Problem Overview: You start with a string s. During each transformation, every character moves to the next letter in the alphabet. When a character reaches 'z', it expands into the two-character string "ab". After performing t transformations, return the total number of characters in the resulting string.

Approach 1: Simulate Transformations with Length Calculation (Time: O(n + 26t), Space: O(26))

Instead of rebuilding the string every round, track how many times each character appears. Use a frequency array of size 26 where count[i] stores the number of occurrences of the i-th letter. For each transformation, shift counts forward: characters 'a' through 'y' move to the next index, while 'z' produces two characters, increasing the counts of 'a' and 'b'. Repeat this update for t rounds. The total length at any step is simply the sum of all frequencies. This approach avoids string concatenation and keeps the state compact using a small fixed array.

The key insight is that the transformation only depends on character counts, not the order of characters. Using counting makes each step constant time with respect to alphabet size. This pattern appears frequently in problems involving repeated string updates and can be viewed as a small-state dynamic programming process combined with simple counting.

Approach 2: Mathematical Simplification Using Exponents (Time: O(n + log t) or O(n + 26t) precompute, Space: O(26))

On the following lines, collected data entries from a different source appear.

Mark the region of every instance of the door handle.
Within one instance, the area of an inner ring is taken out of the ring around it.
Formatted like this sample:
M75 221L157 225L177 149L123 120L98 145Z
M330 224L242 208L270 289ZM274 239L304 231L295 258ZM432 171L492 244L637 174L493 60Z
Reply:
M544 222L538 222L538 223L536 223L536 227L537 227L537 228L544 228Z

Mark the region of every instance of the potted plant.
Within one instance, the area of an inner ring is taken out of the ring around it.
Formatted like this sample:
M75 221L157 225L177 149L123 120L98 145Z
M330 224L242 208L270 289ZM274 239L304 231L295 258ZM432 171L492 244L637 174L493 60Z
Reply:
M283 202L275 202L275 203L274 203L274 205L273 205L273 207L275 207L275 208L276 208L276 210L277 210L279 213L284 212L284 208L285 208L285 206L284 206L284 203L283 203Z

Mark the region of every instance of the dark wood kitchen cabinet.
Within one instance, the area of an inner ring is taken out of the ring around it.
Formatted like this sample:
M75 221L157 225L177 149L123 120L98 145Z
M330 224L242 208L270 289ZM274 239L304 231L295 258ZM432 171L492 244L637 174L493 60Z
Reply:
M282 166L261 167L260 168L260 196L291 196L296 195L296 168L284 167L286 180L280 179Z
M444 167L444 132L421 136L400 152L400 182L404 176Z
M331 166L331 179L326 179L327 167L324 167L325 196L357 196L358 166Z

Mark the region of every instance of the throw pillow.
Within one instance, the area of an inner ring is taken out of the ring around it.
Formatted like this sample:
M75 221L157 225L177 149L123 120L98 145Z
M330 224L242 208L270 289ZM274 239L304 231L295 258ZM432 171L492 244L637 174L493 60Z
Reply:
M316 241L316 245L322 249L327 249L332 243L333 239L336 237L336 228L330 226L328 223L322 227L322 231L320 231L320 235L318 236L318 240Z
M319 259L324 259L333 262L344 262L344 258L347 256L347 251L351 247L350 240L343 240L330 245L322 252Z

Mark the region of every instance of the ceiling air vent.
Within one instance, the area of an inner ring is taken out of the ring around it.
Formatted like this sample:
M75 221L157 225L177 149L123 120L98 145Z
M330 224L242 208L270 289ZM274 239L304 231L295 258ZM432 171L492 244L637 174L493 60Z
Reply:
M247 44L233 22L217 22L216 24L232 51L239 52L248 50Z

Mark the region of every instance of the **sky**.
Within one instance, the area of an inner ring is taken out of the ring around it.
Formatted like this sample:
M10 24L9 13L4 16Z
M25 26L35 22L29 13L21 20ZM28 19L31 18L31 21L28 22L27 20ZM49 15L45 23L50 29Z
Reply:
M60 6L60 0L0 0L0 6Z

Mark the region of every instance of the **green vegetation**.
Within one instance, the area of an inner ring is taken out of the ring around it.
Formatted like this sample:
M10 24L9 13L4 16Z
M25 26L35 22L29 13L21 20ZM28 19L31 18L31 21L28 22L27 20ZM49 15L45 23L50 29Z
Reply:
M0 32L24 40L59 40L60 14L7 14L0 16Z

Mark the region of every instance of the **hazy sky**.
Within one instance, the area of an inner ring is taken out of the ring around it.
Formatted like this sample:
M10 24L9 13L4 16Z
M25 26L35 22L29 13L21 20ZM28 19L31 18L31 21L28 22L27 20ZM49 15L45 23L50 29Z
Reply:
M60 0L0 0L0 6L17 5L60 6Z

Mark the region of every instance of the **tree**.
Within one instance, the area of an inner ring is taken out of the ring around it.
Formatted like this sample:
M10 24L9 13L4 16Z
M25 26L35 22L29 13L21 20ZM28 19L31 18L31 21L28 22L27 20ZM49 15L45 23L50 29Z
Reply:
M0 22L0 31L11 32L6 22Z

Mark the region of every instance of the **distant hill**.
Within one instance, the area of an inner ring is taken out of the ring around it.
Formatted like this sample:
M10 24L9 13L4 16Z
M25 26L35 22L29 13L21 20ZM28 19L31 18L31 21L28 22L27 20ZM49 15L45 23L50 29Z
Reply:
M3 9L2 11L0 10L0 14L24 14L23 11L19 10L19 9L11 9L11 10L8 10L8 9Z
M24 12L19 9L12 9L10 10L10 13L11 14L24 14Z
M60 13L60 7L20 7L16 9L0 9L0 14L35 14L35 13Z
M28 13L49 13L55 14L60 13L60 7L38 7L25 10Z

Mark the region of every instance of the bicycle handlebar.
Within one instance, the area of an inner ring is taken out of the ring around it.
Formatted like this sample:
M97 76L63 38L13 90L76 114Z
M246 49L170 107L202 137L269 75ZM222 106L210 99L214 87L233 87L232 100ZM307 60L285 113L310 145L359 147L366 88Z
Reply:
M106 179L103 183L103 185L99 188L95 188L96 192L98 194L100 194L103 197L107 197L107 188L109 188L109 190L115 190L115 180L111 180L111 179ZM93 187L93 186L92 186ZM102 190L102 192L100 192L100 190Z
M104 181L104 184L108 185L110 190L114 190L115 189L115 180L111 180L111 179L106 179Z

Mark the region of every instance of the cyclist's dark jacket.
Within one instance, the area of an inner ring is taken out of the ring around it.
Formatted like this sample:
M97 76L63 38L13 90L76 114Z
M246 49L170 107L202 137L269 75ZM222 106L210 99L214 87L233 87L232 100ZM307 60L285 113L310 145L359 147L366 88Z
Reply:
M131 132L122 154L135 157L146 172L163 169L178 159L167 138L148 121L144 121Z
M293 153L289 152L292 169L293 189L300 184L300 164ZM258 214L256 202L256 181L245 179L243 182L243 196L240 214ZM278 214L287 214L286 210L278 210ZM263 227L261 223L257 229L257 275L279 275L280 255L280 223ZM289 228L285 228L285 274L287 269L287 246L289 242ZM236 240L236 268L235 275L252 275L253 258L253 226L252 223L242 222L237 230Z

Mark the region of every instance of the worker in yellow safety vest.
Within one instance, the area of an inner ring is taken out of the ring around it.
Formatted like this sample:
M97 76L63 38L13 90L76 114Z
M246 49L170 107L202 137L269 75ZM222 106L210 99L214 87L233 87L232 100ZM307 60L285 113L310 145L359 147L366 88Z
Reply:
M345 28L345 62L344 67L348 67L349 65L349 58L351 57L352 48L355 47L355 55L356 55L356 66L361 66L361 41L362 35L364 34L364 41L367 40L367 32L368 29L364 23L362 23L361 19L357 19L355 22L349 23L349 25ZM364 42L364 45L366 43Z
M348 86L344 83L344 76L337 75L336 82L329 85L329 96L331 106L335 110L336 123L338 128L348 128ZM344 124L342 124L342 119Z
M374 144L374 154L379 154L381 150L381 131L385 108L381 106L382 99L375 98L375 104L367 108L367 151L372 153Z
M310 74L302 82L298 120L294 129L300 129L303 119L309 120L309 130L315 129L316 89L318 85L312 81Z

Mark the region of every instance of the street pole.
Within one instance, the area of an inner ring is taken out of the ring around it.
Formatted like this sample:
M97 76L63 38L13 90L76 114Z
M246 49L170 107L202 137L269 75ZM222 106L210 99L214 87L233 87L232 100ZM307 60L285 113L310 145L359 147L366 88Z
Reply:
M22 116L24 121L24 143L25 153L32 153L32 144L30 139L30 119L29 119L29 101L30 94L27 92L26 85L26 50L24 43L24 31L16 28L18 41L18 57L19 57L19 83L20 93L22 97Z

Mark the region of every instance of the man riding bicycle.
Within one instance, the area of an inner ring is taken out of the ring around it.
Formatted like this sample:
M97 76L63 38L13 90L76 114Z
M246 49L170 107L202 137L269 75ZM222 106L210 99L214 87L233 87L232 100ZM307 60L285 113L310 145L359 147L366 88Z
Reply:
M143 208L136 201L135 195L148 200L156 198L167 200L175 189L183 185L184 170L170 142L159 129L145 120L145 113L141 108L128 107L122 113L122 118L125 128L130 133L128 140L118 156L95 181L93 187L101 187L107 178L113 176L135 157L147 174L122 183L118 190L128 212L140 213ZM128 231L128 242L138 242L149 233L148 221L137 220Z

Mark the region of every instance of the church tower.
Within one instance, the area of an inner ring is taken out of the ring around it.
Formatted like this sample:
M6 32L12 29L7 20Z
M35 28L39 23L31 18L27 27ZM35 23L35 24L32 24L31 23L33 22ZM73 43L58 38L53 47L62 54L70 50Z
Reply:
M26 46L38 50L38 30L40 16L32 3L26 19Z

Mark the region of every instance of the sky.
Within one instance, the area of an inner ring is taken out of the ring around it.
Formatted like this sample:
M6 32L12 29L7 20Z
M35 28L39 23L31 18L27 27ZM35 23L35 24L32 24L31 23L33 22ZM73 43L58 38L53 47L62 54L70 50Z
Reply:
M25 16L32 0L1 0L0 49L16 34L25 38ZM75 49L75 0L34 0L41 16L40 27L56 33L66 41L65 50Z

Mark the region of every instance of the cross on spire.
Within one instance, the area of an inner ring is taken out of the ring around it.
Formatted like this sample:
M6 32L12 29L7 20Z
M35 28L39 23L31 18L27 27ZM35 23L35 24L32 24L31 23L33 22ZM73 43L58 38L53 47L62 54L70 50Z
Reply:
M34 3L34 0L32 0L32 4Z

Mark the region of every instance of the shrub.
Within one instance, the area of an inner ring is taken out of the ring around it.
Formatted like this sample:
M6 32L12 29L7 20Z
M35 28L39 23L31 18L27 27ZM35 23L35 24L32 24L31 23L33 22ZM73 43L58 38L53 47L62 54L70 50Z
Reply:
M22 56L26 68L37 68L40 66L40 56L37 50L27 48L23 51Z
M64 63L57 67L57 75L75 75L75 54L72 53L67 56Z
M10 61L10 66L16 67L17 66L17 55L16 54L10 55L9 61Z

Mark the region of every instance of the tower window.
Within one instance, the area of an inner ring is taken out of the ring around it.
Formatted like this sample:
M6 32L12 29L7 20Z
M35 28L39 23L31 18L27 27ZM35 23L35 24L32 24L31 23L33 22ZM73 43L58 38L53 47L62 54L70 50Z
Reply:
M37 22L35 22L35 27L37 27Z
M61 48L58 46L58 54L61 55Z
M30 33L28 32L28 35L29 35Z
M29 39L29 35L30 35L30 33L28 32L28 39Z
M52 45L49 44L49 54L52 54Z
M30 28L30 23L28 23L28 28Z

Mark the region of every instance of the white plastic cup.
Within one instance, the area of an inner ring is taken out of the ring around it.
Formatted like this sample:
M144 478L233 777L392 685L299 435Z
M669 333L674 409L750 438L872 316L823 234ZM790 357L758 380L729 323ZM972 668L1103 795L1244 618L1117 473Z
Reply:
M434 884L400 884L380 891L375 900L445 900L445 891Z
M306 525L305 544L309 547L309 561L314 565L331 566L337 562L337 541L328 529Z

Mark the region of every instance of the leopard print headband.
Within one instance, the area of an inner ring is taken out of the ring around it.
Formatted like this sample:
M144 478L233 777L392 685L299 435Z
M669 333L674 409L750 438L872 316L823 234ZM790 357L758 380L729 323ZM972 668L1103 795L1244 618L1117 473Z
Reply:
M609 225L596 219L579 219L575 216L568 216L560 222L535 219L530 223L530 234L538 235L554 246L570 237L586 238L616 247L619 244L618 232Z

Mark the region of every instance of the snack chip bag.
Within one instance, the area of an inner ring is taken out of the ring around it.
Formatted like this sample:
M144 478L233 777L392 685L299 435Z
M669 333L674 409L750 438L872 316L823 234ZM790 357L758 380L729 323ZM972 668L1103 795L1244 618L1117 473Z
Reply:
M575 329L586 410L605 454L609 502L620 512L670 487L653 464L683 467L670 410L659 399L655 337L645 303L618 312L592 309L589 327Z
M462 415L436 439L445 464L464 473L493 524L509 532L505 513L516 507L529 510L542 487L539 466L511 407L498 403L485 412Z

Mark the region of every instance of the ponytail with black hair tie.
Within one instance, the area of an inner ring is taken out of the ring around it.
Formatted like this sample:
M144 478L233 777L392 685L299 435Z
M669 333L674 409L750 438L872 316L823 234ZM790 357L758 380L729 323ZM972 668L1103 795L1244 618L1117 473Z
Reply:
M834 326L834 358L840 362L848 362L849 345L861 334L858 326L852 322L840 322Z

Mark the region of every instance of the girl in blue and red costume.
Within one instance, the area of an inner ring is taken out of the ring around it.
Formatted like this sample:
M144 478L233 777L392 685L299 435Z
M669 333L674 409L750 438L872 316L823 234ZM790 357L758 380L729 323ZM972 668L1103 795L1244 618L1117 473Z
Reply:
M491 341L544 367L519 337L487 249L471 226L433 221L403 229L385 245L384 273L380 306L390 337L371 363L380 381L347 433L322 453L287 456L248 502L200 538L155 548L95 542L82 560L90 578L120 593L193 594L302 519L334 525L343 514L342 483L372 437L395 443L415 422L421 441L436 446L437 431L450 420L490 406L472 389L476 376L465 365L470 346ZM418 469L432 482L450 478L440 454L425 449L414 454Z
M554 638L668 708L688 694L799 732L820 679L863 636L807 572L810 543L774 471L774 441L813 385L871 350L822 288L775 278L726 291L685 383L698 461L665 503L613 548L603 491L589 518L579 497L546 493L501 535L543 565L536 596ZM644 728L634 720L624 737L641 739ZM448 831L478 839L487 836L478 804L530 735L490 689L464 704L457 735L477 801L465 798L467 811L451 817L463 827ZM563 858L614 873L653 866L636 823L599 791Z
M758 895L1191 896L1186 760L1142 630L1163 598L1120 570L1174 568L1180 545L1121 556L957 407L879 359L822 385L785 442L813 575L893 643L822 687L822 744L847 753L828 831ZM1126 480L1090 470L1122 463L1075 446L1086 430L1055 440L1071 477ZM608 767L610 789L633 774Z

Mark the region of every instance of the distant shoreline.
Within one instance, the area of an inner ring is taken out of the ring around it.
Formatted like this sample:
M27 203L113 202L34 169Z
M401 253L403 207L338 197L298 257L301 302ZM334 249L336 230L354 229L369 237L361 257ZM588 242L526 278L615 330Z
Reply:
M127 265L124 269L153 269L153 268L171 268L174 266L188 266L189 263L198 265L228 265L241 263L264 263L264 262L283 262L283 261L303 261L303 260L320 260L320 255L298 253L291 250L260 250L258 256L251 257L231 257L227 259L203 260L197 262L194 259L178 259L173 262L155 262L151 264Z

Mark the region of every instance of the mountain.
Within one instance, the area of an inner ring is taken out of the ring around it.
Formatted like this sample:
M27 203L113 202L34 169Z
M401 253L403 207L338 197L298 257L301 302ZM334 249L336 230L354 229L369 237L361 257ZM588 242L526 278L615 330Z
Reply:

Each character contributes to the final length depending on how many times it reaches 'z' within t steps. When that happens, the character splits into two new characters which continue transforming independently. Instead of simulating every step, compute how a single character grows after t transformations. Precompute the growth for each letter by observing when the chain hits 'z' and creates additional characters.

This reduces the problem to summing contributions from the initial characters. For example, if a letter becomes 'z' after k steps, the remaining transformations generate extra characters starting from 'a' and 'b'. Using precomputed growth values or exponent-style recurrence avoids repeatedly shifting arrays and scales better when t becomes large. The reasoning relies on simple alphabet arithmetic and ideas commonly used in math-driven DP transitions.

Recommended for interviews: The counting simulation is the expected solution. It shows you recognize that the string order is irrelevant and that only frequencies matter. Brute string simulation would explode in size, while the 26-slot counting DP keeps updates predictable and efficient. The mathematical simplification demonstrates deeper optimization thinking but usually comes after you explain the counting model.